Cyril Josh Barker | 2/28/2014, 11:59 a.m.
President Barack Obama announces his national "My Brother's Keeper" Initiative aimed at helping young Black and Latino males.

President Obama Speaks on the My Brother's Keeper Initiative

President Barack Obama has turned his focus on the nation's young men of color with the “My Brother’s Keeper” initiative.

At a press conference on Thursday at the White House, several young men and community leaders from around the nation stood with the President as he rolled out the plan. Obama met with foundation and business leaders as well as elected officials and senior administration officials to discuss the initiative.

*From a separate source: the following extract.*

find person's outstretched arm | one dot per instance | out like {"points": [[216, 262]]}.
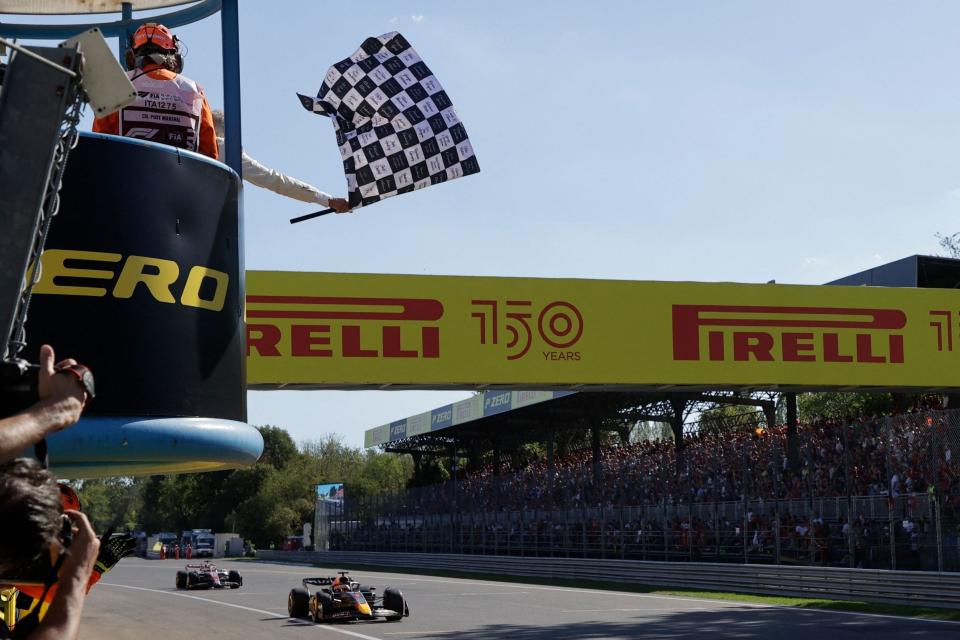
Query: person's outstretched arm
{"points": [[61, 401], [63, 617], [262, 176]]}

During a visit to Chicago, the President learned about several local initiatives aimed at helping young men of color succeed. In his speech on Thursday he discussed the “Becoming a Man” program in Chicago as an example of the many organizations across the nation building up Black and Latino youth

Former New York City Mayor Michael Bloomberg was also in attendance Thrusday and New York was highlighted for the its “Young Men's Initiative,” another example of the types of programs the President wants to support.

"Over the years, we’ve identified key moments in the life of a boy or a young man of color that will, more often than not, determine whether he succeeds, or falls through the cracks," Obama said. "We know the data. We know the statistics. And if we can focus on those key moments, those life-changing points in their lives, you can have a big impact; you can boost the odds for more of our kids."

Black males have a one in two chance of growing up without a father in the home while Latino males have a one in four chance, according to Obama. Black students are less likely than a white students to be able to read proficiently by the time they are in 4th grade. By high school, young men of color are more likely to have been suspended or expelled leading to a higher chance they will end up in the criminal justice system. Fewer young Black and Latino men participate in the labor force compared to young white men.

“And the worst part is we’ve become numb to these statistics,” Obama said. “We're not surprised by them. We take them as the norm. We just assume this is an inevitable part of American life, instead of the outrage that it is.”

Several foundations, including the Kellogg, Ford and Open Society Foundations, are supporting the call to action have already made investments, including $150 million in current spending. The President vowed to continue collaboration with the business sector and foundation community to build on their success and his call to action.

Over the next five years the foundations are seeking to invest at least $200 million, alongside additional investments from their peers in philanthropy and the business community, to find and rapidly spread solutions that have the highest potential to expand opportunity for boys and young men of color.